Product: Red Hat OpenStack Reporter: John Trowbridge <jtrowbri>
Component: openstack-novaAssignee: Nikola Dipanov <ndipanov>
Status: CLOSED INSUFFICIENT_DATA QA Contact: nlevinki <nlevinki>
Severity: high Docs Contact:
Priority: high    
Version: 5.0 (RHEL 7)CC: benglish, berrange, dasmith, dgilbert, dmaley, eglynn, jtrowbri, kchamart, laine, ndipanov, pbrady, sbauza, sclewis, sferdjao, sgordon, vromanso, wdaniel, yeylon
Target Milestone: ---Keywords: ZStream
Target Release: 5.0 (RHEL 7)   
Hardware: All   
OS: Linux   
Whiteboard:
Fixed In Version: Doc Type: Bug Fix
Doc Text:
Story Points: ---
Clone Of:
: 1179934 (view as bug list) Environment:
Last Closed: 2015-04-28 14:07:02 UTC Type: Bug
Regression: --- Mount Type: ---
Documentation: --- CRM:
Verified Versions: Category: ---
oVirt Team: --- RHEL 7.3 requirements from Atomic Host:
Cloudforms Team: --- Target Upstream Version:
Embargoed:
Bug Depends On: 1179934    
Bug Blocks:    

Description John Trowbridge 2014-11-25 15:26:52 UTC
Description of problem:

We are able to do a Live Migration of an instance from compute node 1 to compute node 2 without dropping an active SSH session to the instance.

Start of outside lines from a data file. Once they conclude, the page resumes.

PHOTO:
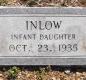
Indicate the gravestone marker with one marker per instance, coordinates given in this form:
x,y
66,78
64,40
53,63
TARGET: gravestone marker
x,y
42,36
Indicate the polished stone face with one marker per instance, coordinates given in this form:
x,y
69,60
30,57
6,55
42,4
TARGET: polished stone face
x,y
42,39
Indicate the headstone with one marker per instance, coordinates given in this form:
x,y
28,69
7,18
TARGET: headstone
x,y
42,36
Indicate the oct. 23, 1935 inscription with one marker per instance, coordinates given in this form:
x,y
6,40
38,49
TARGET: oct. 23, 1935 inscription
x,y
42,38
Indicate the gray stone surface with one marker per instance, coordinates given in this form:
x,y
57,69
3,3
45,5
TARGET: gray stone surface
x,y
16,48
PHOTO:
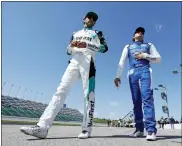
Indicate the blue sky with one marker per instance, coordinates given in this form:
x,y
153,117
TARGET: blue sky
x,y
35,36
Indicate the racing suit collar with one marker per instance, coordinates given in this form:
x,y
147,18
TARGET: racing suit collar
x,y
139,42
86,28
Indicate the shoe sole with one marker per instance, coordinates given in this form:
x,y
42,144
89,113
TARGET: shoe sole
x,y
151,139
23,131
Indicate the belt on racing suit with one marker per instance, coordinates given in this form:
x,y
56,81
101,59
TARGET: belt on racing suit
x,y
140,65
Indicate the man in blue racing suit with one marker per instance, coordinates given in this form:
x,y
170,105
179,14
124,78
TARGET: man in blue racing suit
x,y
140,55
83,46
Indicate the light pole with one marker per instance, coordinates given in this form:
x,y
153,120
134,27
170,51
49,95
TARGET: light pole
x,y
17,91
10,89
24,92
165,89
178,71
3,86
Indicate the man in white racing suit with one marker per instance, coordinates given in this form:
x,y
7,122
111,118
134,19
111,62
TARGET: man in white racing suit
x,y
83,46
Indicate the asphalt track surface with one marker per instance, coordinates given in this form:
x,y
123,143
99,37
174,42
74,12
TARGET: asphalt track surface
x,y
101,136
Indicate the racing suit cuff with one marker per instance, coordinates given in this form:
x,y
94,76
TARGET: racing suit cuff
x,y
69,50
145,55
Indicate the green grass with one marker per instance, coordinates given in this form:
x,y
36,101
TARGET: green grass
x,y
34,123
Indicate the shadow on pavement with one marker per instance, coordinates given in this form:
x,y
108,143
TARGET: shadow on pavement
x,y
160,137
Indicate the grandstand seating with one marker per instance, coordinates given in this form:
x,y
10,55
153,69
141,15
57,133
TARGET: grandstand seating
x,y
12,106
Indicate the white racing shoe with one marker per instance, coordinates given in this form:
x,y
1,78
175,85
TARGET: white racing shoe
x,y
151,136
36,131
85,134
137,133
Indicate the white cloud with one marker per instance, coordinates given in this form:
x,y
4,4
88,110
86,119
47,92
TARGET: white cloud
x,y
158,27
113,103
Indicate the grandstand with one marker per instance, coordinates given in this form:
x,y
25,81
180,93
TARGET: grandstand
x,y
12,106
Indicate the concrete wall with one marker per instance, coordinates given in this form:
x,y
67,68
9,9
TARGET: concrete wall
x,y
176,126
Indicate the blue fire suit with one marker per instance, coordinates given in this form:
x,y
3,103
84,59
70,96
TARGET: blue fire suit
x,y
140,82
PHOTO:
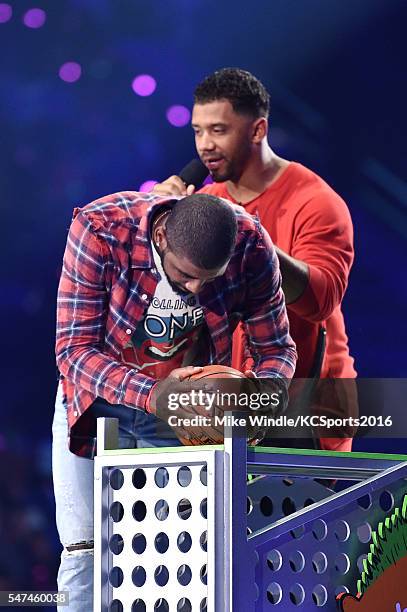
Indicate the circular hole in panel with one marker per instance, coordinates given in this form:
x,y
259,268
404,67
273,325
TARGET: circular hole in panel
x,y
297,594
139,478
274,593
341,589
204,508
184,605
274,560
184,476
319,562
364,532
342,563
138,575
203,574
288,506
161,575
203,541
116,479
342,531
319,595
297,561
139,511
184,509
359,562
116,577
161,477
319,530
161,510
184,575
266,506
161,542
203,475
365,501
116,512
161,605
184,541
116,544
386,501
139,543
298,532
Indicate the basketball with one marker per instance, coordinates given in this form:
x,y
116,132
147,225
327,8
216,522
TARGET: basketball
x,y
217,371
211,371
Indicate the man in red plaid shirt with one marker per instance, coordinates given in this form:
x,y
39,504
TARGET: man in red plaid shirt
x,y
150,288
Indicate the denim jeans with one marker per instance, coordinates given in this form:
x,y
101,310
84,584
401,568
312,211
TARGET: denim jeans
x,y
73,488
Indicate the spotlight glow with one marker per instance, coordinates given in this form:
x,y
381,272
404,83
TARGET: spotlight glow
x,y
34,18
6,12
144,85
147,186
178,115
70,72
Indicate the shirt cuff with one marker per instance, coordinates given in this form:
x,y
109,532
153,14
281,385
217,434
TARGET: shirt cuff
x,y
308,304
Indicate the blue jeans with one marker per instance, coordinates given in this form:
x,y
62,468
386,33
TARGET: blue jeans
x,y
73,488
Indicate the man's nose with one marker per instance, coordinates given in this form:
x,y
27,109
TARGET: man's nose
x,y
194,286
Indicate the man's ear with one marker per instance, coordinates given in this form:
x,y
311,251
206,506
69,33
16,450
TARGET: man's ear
x,y
160,238
260,129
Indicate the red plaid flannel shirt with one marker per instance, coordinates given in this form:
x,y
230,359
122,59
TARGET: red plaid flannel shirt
x,y
108,280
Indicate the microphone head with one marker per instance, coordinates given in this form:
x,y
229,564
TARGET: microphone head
x,y
194,173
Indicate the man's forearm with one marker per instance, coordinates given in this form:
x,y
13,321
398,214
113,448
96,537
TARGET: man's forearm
x,y
295,274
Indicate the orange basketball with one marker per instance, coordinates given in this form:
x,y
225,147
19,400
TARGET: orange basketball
x,y
217,371
211,371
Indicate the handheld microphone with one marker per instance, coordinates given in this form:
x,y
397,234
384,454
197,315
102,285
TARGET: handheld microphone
x,y
194,173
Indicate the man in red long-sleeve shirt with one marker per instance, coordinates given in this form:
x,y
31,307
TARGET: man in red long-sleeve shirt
x,y
308,222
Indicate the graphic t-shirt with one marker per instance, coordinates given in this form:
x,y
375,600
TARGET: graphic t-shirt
x,y
170,327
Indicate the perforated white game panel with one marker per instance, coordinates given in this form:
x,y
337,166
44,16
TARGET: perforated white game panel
x,y
158,522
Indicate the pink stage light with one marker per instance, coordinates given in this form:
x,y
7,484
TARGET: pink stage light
x,y
34,18
70,72
144,85
147,186
178,115
6,12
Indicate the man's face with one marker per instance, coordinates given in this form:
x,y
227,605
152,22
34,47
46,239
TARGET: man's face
x,y
223,139
183,276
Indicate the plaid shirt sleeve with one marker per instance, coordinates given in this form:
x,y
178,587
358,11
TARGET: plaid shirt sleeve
x,y
81,320
265,317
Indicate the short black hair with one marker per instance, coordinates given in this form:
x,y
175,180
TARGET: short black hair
x,y
245,92
202,228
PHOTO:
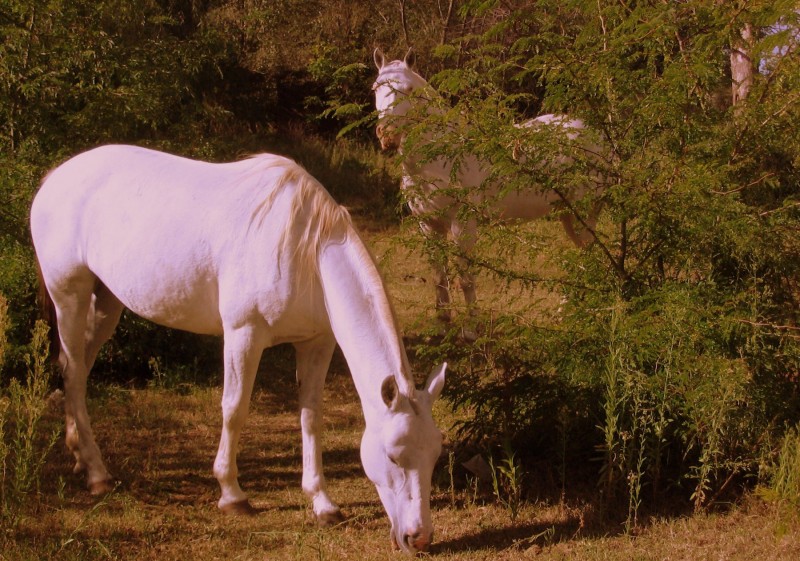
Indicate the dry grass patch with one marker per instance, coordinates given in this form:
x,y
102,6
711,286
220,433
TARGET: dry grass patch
x,y
161,444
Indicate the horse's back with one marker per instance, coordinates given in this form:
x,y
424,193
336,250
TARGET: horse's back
x,y
161,232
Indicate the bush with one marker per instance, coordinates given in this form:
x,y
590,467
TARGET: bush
x,y
677,339
25,440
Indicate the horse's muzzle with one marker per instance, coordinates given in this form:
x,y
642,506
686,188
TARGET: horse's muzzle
x,y
388,137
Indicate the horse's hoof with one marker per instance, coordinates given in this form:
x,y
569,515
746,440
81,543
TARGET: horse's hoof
x,y
330,519
239,508
103,487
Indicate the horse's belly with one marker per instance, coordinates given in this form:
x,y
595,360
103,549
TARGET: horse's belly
x,y
525,205
179,301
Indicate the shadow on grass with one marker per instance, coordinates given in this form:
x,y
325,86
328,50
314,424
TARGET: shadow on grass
x,y
522,536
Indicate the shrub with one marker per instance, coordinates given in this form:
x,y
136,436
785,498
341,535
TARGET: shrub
x,y
25,440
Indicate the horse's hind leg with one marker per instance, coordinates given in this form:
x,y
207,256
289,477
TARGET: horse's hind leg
x,y
75,301
313,359
102,319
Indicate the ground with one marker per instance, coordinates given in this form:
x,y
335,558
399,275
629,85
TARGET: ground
x,y
160,443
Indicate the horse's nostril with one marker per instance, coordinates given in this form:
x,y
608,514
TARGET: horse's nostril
x,y
417,542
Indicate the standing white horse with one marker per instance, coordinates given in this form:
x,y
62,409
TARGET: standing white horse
x,y
258,252
429,183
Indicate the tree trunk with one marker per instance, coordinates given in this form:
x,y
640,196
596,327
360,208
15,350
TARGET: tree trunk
x,y
742,68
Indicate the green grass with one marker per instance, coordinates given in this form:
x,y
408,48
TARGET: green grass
x,y
160,444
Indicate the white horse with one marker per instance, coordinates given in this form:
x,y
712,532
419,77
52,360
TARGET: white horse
x,y
258,252
429,184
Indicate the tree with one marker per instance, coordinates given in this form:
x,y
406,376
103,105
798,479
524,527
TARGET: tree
x,y
682,319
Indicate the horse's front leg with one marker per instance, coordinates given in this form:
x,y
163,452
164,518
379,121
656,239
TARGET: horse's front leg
x,y
243,348
437,237
313,360
465,236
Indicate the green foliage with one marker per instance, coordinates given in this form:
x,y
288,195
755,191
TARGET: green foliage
x,y
507,479
25,439
785,481
680,321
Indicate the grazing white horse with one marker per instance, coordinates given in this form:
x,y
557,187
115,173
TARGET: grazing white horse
x,y
256,251
429,183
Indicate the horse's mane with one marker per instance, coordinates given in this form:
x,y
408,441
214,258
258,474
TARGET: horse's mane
x,y
325,218
327,221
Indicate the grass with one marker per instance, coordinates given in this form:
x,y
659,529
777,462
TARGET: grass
x,y
160,444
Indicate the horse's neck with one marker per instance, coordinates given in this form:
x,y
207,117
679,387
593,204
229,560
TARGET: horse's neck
x,y
362,320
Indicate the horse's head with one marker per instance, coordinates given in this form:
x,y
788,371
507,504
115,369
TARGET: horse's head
x,y
393,86
399,452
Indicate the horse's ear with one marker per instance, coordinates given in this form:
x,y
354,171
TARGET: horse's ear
x,y
390,392
435,382
410,58
379,58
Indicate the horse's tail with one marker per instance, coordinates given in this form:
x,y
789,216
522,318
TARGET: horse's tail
x,y
47,311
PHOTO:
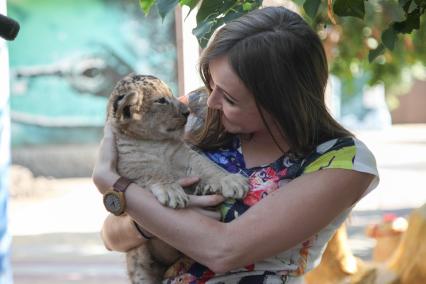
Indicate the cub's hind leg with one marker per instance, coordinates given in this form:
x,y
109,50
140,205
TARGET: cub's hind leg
x,y
142,268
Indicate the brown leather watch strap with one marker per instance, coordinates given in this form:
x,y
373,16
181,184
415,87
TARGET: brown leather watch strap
x,y
121,184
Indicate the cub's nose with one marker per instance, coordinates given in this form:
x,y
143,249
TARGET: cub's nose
x,y
185,113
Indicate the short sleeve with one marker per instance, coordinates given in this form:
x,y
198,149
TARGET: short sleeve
x,y
343,153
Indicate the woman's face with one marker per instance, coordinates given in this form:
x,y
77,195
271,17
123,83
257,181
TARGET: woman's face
x,y
229,95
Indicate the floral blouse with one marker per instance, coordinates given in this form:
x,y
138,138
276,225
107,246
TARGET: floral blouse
x,y
287,266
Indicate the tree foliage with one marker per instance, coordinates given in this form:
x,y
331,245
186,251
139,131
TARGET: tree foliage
x,y
381,38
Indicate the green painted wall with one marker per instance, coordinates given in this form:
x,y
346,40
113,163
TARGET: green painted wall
x,y
67,58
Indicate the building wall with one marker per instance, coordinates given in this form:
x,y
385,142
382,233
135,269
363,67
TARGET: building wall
x,y
68,57
412,106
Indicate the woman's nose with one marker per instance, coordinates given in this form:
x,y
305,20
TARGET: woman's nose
x,y
213,101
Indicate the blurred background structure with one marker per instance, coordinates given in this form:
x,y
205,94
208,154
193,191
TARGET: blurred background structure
x,y
64,64
5,236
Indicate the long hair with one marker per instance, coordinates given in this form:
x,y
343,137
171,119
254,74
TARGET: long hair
x,y
282,62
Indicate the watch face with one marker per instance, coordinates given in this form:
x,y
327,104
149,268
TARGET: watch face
x,y
112,202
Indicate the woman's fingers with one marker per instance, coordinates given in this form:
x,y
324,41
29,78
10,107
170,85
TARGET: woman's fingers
x,y
209,213
188,181
205,200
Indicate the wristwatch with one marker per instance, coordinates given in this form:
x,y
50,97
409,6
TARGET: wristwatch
x,y
114,200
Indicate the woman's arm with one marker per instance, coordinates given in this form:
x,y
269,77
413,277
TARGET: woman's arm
x,y
276,223
119,233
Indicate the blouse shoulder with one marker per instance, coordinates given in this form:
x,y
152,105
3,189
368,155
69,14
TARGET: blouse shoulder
x,y
347,153
341,153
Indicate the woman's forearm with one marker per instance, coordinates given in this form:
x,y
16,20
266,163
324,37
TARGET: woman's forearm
x,y
120,234
173,226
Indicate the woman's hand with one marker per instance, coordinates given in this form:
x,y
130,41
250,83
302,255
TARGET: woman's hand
x,y
120,234
105,173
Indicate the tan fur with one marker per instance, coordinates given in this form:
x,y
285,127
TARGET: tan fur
x,y
149,123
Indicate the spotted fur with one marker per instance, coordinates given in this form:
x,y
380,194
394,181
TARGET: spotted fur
x,y
149,123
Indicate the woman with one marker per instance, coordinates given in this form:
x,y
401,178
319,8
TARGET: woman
x,y
266,73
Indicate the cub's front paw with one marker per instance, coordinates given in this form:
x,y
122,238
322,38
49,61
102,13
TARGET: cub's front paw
x,y
170,195
234,186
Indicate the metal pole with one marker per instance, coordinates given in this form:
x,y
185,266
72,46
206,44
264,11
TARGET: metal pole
x,y
5,237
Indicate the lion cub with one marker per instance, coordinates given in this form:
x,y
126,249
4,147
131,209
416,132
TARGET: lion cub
x,y
149,122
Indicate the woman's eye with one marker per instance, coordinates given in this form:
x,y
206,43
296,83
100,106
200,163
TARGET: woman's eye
x,y
161,101
228,100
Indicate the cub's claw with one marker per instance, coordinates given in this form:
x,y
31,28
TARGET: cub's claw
x,y
234,186
170,195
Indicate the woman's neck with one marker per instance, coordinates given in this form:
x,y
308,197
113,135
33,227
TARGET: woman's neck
x,y
260,148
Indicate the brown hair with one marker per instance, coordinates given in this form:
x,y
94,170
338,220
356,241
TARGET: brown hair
x,y
281,60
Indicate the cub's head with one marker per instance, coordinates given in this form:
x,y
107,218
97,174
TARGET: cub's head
x,y
143,107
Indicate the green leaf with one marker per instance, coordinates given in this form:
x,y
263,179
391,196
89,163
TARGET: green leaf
x,y
388,38
205,29
190,3
412,7
311,7
376,52
146,5
354,8
165,6
247,6
209,7
412,22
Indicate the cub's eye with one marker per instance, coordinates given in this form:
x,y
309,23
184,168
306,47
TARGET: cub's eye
x,y
161,101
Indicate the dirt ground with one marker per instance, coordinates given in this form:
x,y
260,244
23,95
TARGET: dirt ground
x,y
56,212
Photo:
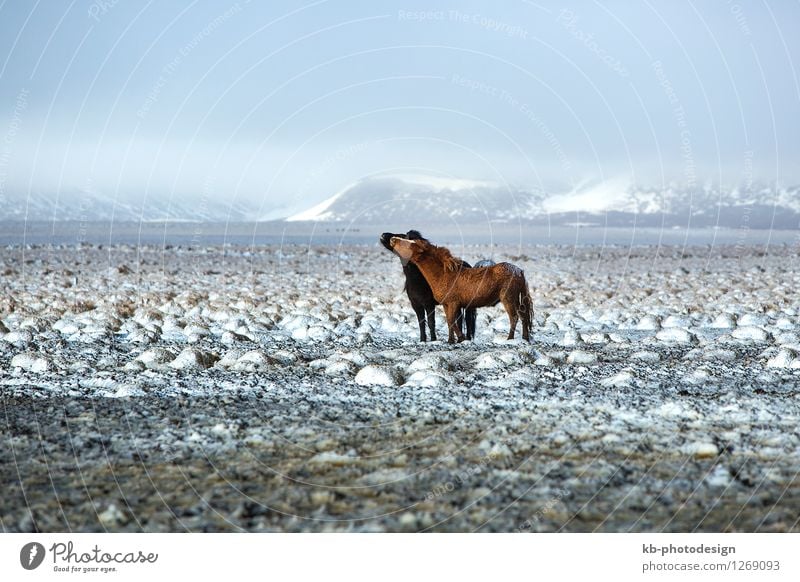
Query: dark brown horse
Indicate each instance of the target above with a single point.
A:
(419, 293)
(456, 287)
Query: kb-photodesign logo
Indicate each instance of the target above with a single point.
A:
(31, 555)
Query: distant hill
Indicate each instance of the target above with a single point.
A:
(420, 200)
(84, 207)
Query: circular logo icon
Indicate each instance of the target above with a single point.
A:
(31, 555)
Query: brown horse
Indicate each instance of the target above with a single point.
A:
(456, 288)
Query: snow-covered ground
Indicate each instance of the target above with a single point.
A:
(227, 388)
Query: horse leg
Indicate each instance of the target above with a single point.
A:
(470, 315)
(420, 311)
(460, 320)
(513, 315)
(431, 309)
(451, 312)
(526, 315)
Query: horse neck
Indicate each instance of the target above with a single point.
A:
(431, 267)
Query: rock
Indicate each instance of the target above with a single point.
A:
(112, 517)
(581, 357)
(193, 359)
(783, 359)
(155, 358)
(30, 363)
(702, 449)
(723, 321)
(648, 323)
(620, 380)
(645, 356)
(373, 375)
(675, 335)
(22, 336)
(333, 459)
(755, 334)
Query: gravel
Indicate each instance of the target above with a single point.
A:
(284, 389)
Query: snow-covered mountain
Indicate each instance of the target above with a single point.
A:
(615, 202)
(419, 200)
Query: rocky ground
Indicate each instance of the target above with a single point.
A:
(284, 389)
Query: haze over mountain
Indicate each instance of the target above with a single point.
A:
(616, 202)
(420, 199)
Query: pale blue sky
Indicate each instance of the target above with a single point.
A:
(286, 104)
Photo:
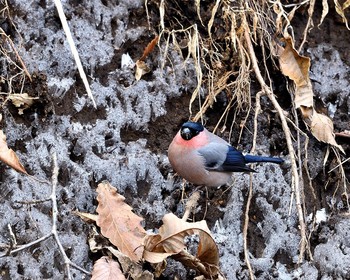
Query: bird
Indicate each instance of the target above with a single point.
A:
(203, 158)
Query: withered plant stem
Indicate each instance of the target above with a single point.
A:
(295, 176)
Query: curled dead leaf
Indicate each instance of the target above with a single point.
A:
(149, 48)
(107, 269)
(8, 156)
(141, 69)
(170, 241)
(118, 223)
(322, 129)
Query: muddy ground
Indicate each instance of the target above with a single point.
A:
(125, 141)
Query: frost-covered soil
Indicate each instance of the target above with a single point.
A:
(125, 139)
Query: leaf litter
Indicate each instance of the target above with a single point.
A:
(134, 244)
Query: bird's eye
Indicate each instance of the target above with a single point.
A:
(186, 133)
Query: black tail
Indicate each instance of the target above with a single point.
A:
(251, 159)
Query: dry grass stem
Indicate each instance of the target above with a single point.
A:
(74, 50)
(295, 175)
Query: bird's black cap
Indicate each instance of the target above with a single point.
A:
(193, 126)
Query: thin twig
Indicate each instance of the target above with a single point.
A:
(73, 49)
(68, 263)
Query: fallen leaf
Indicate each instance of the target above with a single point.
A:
(22, 101)
(322, 129)
(132, 268)
(149, 48)
(170, 241)
(8, 156)
(340, 10)
(86, 217)
(141, 69)
(297, 67)
(107, 269)
(118, 223)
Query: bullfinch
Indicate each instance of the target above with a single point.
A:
(204, 158)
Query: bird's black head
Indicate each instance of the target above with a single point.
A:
(190, 130)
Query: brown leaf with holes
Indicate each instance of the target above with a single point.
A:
(170, 241)
(107, 269)
(118, 223)
(149, 48)
(22, 101)
(8, 156)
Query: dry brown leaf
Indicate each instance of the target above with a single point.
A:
(322, 129)
(86, 217)
(118, 223)
(296, 67)
(141, 69)
(170, 241)
(131, 268)
(149, 48)
(22, 101)
(107, 269)
(340, 11)
(293, 65)
(8, 156)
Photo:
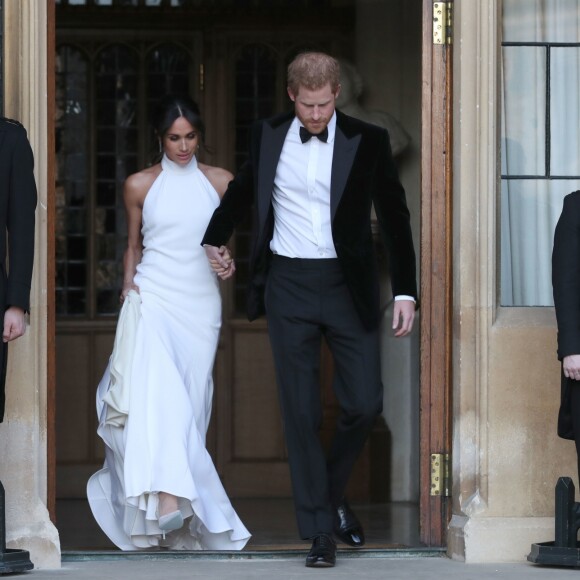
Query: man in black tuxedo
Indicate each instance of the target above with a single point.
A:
(311, 177)
(17, 207)
(566, 286)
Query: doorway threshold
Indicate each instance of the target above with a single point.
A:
(248, 554)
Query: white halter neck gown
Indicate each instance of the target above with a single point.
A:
(161, 445)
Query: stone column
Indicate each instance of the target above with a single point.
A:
(23, 447)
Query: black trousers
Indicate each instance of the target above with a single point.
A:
(307, 300)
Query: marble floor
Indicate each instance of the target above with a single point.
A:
(271, 522)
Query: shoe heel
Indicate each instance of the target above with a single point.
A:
(170, 522)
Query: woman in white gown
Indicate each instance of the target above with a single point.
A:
(158, 486)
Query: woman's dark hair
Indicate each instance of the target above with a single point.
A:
(171, 108)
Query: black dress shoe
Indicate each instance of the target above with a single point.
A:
(347, 528)
(323, 552)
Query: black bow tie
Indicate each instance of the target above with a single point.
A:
(305, 135)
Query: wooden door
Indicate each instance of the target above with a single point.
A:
(436, 275)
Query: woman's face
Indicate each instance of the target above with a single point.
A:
(181, 141)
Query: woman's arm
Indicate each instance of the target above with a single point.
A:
(134, 192)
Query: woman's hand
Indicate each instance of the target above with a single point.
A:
(221, 261)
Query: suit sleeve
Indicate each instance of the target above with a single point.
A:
(22, 198)
(237, 200)
(566, 276)
(394, 221)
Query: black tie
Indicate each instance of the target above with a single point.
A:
(305, 134)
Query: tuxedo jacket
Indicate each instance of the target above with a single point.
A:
(566, 287)
(17, 206)
(363, 172)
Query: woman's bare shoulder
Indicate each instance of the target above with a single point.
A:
(217, 176)
(138, 184)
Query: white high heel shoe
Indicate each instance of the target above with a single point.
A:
(170, 522)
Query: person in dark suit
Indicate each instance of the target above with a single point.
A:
(566, 287)
(311, 177)
(17, 207)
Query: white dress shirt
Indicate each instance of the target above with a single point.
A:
(301, 196)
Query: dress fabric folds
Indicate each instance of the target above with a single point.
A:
(165, 382)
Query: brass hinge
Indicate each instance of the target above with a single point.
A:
(442, 22)
(440, 474)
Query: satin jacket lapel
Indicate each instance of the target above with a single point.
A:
(344, 152)
(270, 150)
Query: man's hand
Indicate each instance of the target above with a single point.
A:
(403, 316)
(221, 261)
(14, 324)
(571, 366)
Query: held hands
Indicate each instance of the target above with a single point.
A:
(126, 290)
(221, 261)
(14, 323)
(403, 316)
(571, 366)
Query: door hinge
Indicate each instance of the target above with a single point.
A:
(442, 22)
(440, 474)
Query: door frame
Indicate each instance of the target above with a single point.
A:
(436, 274)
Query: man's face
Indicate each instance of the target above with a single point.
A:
(314, 108)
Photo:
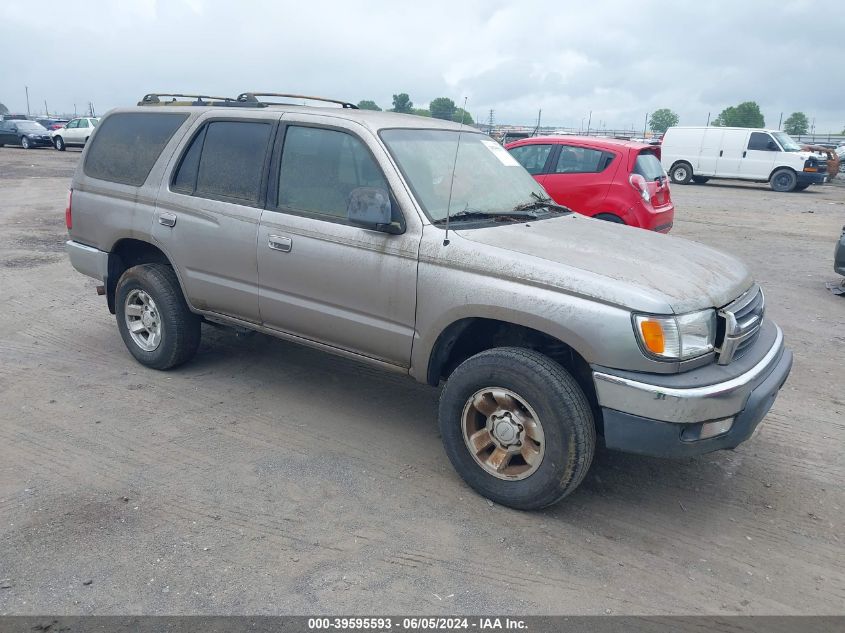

However, if we then Live Migrate the same instance back to compute node 1, the SSH session hangs.

Version-Release number of selected component (if applicable):

openstack-nova-compute-2014.1.2-1.el7ost.noarch


How reproducible:
GSS has not reproduced the issue, but Lee Yarwood was working on it.

The customer can reproduce the issue reliably.

Steps to Reproduce:
1. Setup an OpenStack environment capable of Live Migration.
2. Launch an instance, and establish an SSH connection.
3. Live Migrate the instance. (The SSH connection will not drop)
4. Live Migrate the instance back to the compute node it came from.

Actual results:

SSH connection hangs, eventually leading to "broken pipe".

Expected results:

SSH connection should not hang or drop when moving back to the original compute node.

Additional info:

We narrowed the issue to precisely the case where we are moving back to the same instance. The customer environment has 3 compute nodes, and we could start on any of the three, and move the instance to each of the other two without losing SSH. It is only when moving back to the original node that the issue occurs.

Comment 3 Kashyap Chamarthy 2014-12-02 20:07:19 UTC
I just extracted the tar file, looking at the the Neutron configs, the
setup seems to involve GRE tunneling with Neutron Open vSwitch plugin
and RabbitMQ. The environment involves 3 Nova Compute nodes and a
Controller node.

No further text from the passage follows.